Liam Hickey

Personal information
- Born: March 25, 1998 (age 28) St. John's, Newfoundland and Labrador

Medal record
Para ice hockey
Representing Canada
Paralympic Games
| Silver medal – second place | 2018 Pyeongchang | Team competition |
| Silver medal – second place | 2022 Beijing | Team competition |
| Silver medal – second place | 2026 Milano Cortina | Team competition |
World Championships
| Gold medal – first place | 2017 Gangneung | Team competition |
| Gold medal – first place | 2024 Calgary | Team competition |
| Silver medal – second place | 2019 Ostrava | Team competition |
| Silver medal – second place | 2021 Ostrava | Team competition |
| Silver medal – second place | 2025 Buffalo | Team competition |

= Liam Hickey =

Canadian ice sledge hockey player (born 1998)

Liam Hickey (born March 25, 1998) is a Canadian sledge hockey player.

==Career==
After strong showings early in his career, he was offered an invite to join Team Canada's training camp for their National Sledge Hockey Team in Calgary, Alberta, where he played forward and was the lone person from Newfoundland invited. He was a member of the silver medal-winning Canadian team of para ice hockey at the 2018 Winter Paralympics.
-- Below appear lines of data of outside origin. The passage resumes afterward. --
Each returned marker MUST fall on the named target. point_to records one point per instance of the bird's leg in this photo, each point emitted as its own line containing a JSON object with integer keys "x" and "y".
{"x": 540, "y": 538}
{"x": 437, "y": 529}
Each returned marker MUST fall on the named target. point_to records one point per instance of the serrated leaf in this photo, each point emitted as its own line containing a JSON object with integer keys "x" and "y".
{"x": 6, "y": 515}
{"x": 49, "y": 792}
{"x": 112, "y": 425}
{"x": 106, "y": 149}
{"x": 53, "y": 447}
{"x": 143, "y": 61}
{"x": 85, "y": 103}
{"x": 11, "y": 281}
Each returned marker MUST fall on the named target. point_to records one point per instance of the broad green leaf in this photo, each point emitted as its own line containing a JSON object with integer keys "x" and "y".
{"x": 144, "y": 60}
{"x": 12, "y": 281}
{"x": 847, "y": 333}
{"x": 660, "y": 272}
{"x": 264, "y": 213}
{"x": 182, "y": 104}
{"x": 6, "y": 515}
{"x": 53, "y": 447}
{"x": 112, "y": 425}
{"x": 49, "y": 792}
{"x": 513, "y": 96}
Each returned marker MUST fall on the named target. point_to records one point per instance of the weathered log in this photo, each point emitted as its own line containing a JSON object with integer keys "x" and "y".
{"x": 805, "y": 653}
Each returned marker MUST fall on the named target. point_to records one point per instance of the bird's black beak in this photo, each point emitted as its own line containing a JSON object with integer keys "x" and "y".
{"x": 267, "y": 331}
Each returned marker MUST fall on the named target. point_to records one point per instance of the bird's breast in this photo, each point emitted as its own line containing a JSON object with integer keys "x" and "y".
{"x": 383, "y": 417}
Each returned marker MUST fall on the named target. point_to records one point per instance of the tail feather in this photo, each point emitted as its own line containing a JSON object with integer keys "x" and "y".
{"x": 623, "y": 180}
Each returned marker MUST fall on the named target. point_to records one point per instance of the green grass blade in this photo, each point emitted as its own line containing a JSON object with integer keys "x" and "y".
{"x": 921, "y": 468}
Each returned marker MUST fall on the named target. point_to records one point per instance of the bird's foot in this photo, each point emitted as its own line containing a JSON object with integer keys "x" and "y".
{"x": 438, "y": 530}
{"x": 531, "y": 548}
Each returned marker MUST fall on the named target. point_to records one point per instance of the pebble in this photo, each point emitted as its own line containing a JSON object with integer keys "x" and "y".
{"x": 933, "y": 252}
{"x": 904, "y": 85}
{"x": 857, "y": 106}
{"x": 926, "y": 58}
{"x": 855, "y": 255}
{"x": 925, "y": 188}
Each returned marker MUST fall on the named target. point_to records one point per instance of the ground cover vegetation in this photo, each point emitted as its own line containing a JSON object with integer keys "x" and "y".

Hickey also competed for Canada at the 2015 Parapan American Games in wheelchair basketball as well as the 2016 Summer Paralympics. He was born without a femur in his right leg.

Hickey was made a Member of the Order of Newfoundland and Labrador in 2024.

He competed at the 2026 Winter Paralympics and won a silver medal, Canada's third consecutive silver medal in Para ice hockey at the Winter Paralympics.